Esta segunda-feira a tradição será cumprida: o campeão da última edição fará a primeira partida no court central, contra o sul-coreano Soonwoo Kwon (número 75 do mundo).

A sua flexibilidade deverá permitir a Djokovic evitar as armadilhas da relva escorregadia e superar as primeiras rondas.

Pelo seu caminho podem aparecer Thanasi Kokkinakis (número 82), Reilly Opelka (número 24) ou Nikoloz Basilashvili (número 27); Carlos Alcaraz (número 7) ou Andy Murray (número 51); Hubert Hurkacz (número 10) e por último Rafael Nadal (número 4) ou Matteo Berrettini (número 11).

Vencedor das três últimas edições, o sérvio é o adversário a bater num torneio que já conquistou seis vezes e que quer voltar a ganhar para somar o seu 21.º Grand Slam, ficando assim a um Nadal, recordista em conquistas de majors.

Mas como foi eliminado nos quartos de final em Roland Garros, 'Nole' está longe do seu melhor momento a nível psicológico, depois de meses complicados.

- Ano difícil -

Seja qual for o seu resultado em Wimbledon, Djokovic perderá posições no ranking da ATP, já que o torneio não contará para a classificação no ranking ATP.

Mas o tenista garante estar acima dessas contingências.

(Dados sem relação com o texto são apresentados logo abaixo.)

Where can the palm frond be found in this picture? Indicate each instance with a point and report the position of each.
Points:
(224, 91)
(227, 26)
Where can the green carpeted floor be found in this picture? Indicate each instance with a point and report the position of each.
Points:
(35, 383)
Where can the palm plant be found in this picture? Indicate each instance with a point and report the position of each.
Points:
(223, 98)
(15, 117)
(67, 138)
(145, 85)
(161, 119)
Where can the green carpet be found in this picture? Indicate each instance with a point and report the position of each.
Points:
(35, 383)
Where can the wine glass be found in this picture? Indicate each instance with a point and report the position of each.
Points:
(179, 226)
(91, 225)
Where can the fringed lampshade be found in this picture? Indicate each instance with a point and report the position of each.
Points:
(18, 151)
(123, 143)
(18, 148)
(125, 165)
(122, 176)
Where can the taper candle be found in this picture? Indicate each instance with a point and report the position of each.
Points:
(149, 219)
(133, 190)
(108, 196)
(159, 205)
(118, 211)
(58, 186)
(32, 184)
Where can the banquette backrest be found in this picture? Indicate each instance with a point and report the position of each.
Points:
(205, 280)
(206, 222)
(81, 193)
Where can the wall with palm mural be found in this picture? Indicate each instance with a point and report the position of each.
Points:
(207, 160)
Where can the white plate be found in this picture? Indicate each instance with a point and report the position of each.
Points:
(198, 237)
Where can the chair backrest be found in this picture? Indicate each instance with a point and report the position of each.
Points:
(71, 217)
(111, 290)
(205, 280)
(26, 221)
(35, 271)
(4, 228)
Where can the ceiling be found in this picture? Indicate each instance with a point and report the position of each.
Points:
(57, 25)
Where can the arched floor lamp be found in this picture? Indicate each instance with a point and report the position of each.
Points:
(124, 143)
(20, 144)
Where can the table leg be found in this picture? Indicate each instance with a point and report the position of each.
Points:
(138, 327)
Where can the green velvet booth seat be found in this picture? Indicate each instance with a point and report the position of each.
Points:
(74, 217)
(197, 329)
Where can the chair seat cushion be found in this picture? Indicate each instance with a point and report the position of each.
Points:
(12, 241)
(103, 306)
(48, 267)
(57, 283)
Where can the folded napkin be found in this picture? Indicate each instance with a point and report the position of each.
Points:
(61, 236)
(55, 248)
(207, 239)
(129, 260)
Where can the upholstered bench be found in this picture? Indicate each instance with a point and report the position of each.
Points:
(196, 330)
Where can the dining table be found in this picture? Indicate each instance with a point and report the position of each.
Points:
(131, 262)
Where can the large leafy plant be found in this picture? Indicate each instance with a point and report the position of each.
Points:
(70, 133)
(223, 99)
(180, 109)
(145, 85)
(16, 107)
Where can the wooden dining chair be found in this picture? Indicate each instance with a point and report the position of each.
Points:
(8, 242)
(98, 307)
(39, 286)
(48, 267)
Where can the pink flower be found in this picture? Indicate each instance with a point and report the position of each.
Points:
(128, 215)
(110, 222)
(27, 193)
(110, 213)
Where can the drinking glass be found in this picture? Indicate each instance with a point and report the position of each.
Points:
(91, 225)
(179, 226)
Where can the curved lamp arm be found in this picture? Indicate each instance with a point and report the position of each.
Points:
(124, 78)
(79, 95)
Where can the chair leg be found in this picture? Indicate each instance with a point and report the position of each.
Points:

"Sinceramente, há jogadores que certamente serão mais afetados que eu. Não quero dizer que não considero [os pontos] importantes, mas para mim serão menos. Agora que tenho o recorde de número de semanas como número 1 (373), já não procuro tanto como antes a classificação", explicou o sérvio, embora não deixe de lamentar o fato de não ter podido defender os seus 2.000 pontos na Austrália e 2.000 em Wimbledon.

Em Melbourne, Djokovic teve que passar vários dias num centro de retenção até ser deportado da Austrália antes do primeiro Grand Slam do ano por não estar vacinado contra a COVID-19.

Privado de participar dos Masters 1000 de Indian Wells e Miami pelos mesmos motivos sanitários, voltou à Europa para a temporada de terra batida e esteve irreconhecível em Monte Carlo (eliminado na estreia), além de ter perdido em casa a final do ATP 250 de Belgrado e as semifinais em Madrid, antes de ser campeão em Roma, mas perder para Nadal em Roland Garros.

- Sem preparação -

Desde então, Djokovic não participou em nenhum torneio de preparação na relva. Mesmo assim, afirma que não deverá ter problemas.

"Há jogadores que gostam de disputar todos os jogos oficiais possíveis porque vêm nisso uma forma para treinar. Há outros que não precisam jogar tanto e preferem encontra o equilíbrio entre competições e descanso. Eu faço parte dessa segunda categoria", explicou o sérvio, recordando o facto de já ter ganho em Wimbledon "sem jogar nenhum torneio preparatório".

E caso seja necessária uma fonte extra de motivação em Londres, Djokovic irá encontra-lo na sua provável ausência do US Open no final de agosto, já que o governo dos Estados Unidos não permite a entrada de não vacinados contra o novo coronavírus no seu território.

Nesse cenário, Wimbledon seria o seu segundo e último Grand Slam da temporada.

"Atualmente não estou autorizado a entrar nos EUA, levando em conta as circunstâncias. Eu sei, isso é mais uma motivação para jogar bem aqui. Espero fazer um torneio muito bom, como fiz nas últimas três edições" em Wimbledon, disse 'Nole', antes do início da competição.